Professor of Biological Sciences and Chemistry Brent Stockwell not only encourages his students to use smartphones and tablets in class – he requires it.
Determined to make class time more valuable, during summer 2013, Stockwell enlisted the services of the Columbia Center for New Media Teaching and Learning (CCNMTL) to redesign his “Biochemistry: Structure and Metabolism” course using digital tools.
Stockwell wanted his students to be better prepared for class and to have incentives to attend even though lecture slides are available on Courseworks. He also sought to make the material more accessible for students who struggle to grasp scientific concepts in the traditional format. “If it’s just a passive lecture, and you can deliver that to people around the world, then what is the value added for students to be at Columbia?” says Stockwell. “There should be some advantage to being physically present.”
With those goals in mind, Stockwell worked with Michael Cennamo, a senior educational technologist at CCNMTL, to develop a “blended learning” model that requires students to watch prerecorded lectures and complete corresponding quizzes for homework. Class time is devoted to discussions, during which students use smartphones or tablets – for the students in the class who do not have their own, iPads are supplied by Columbia College Information Technology – to answer questions anonymously via a web-based audience response system.
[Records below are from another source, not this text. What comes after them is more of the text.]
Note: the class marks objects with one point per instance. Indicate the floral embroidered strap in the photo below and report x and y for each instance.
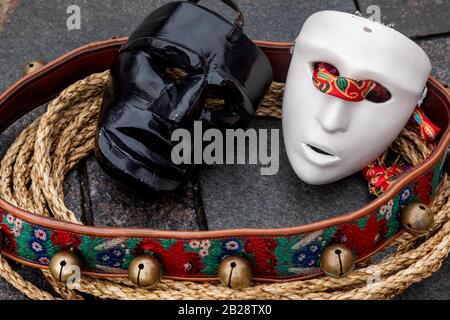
(381, 176)
(427, 129)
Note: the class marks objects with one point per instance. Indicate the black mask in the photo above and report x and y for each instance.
(143, 104)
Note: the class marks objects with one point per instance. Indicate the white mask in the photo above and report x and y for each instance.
(349, 134)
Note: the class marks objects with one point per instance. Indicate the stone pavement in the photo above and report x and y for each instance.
(37, 29)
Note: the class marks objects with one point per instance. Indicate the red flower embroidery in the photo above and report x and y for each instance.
(362, 241)
(10, 241)
(423, 187)
(65, 240)
(263, 253)
(176, 261)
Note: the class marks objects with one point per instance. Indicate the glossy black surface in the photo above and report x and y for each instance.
(143, 105)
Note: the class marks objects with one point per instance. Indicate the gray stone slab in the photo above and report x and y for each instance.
(238, 196)
(414, 17)
(439, 52)
(279, 20)
(113, 206)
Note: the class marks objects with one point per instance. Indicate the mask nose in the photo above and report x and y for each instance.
(334, 116)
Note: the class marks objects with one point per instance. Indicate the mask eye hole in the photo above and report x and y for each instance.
(215, 98)
(171, 71)
(174, 74)
(378, 94)
(327, 67)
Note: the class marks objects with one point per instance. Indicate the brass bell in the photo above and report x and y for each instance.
(64, 264)
(32, 66)
(337, 261)
(417, 219)
(235, 272)
(145, 271)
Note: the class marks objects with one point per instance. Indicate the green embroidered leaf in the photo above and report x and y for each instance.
(167, 243)
(342, 84)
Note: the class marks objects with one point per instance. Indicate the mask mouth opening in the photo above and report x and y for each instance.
(318, 150)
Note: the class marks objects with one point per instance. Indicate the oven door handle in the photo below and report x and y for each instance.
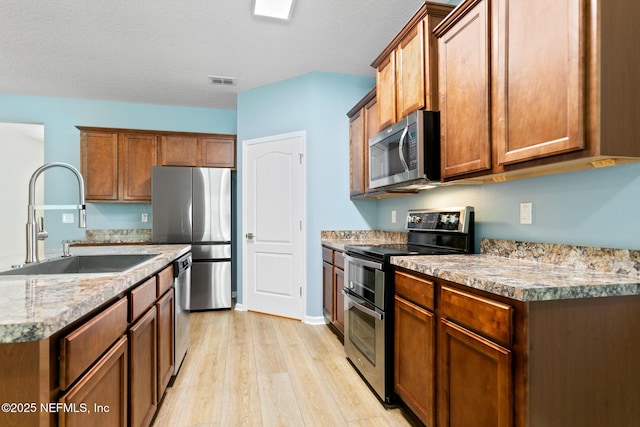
(363, 262)
(361, 307)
The questions, which are graded, provide Stockwell with instant feedback. “He is a more agile teacher because he’s seeing, in real time, if his students are getting the concepts, and must then make the decision to back up or go forward,” says Cennamo.
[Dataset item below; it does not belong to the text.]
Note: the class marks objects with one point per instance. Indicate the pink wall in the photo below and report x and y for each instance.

Leila Musavi CC’15, a pre-med student, found the in-class polling useful when studying for exams. “You could tell what the really important information was by the types of questions he asked in class,” says Musavi, who is returning to the class as one of Stockwell’s teaching assistants in fall 2014.
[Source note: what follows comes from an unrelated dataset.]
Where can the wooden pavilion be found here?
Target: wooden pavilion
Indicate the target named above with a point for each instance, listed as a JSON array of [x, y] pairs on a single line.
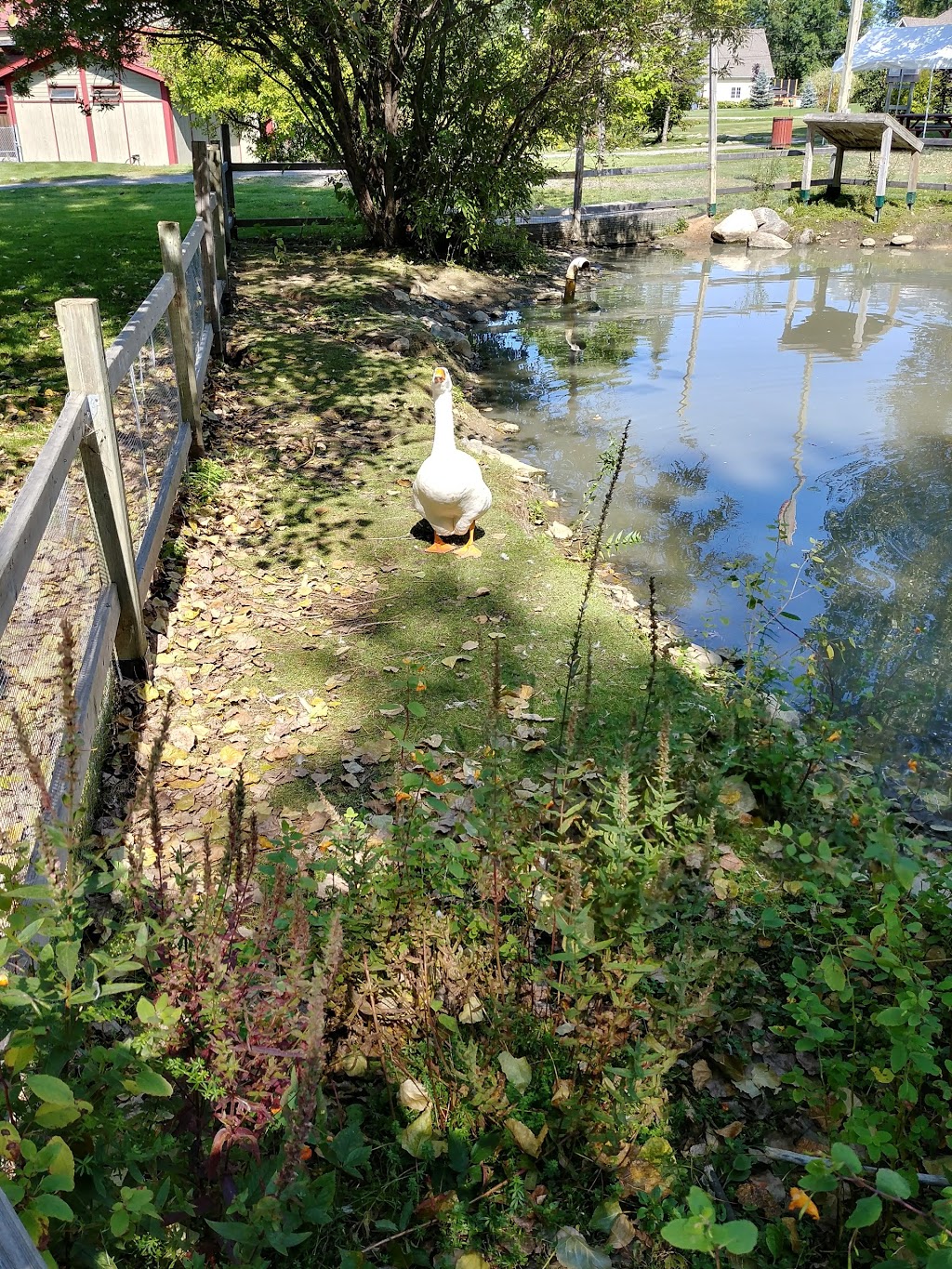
[[867, 134]]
During class, Stockwell’s students also tackle biochemistry problems in small groups formed at the beginning of the semester. The scenarios are generally too challenging for any one student and therefore require collaboration. “I wanted to bring that aspect of actual research into the classroom and have students feel they are working together to conquer the material,” says Stockwell.
Problem-solving with his peers was a highlight of the course for Aaron Shea CC’09, a post baccalaureate pre-med student who is also returning as a teaching assistant in fall 2014. “Being able to talk over [the problems] and see faults in your logic and other people’s logic is really good,” he says.
According to Cennamo, Stockwell’s course both builds upon and goes beyond an established teaching model known as a “flipped classroom” in which lectures and discussion time are reversed. “It’s more than flip,” says Cennamo. “In my opinion, the ‘flipped classroom,’ can be seen as a bit binary, whereas this has more pieces to it that complement each other.”
Stockwell, who further explored pedagogical strategies at the National Academies Summer Institute on Undergraduate Education in Science in summer 2014, finds that attendance improves under the “blended learning” model and that it allows him to better pinpoint students’ misconceptions. “I’m happy with this new approach,” he says. “I couldn’t imagine going back to the old style.”
Nathalie Alonso CC ’08, from Queens, is a freelance journalist and an editorial producer for LasMayores.com, Major League Baseball’s official Spanish language website. She writes “Student Spotlight” for Columbia College Today. This story appeared in the 2013–2014 Columbia College Annual Report.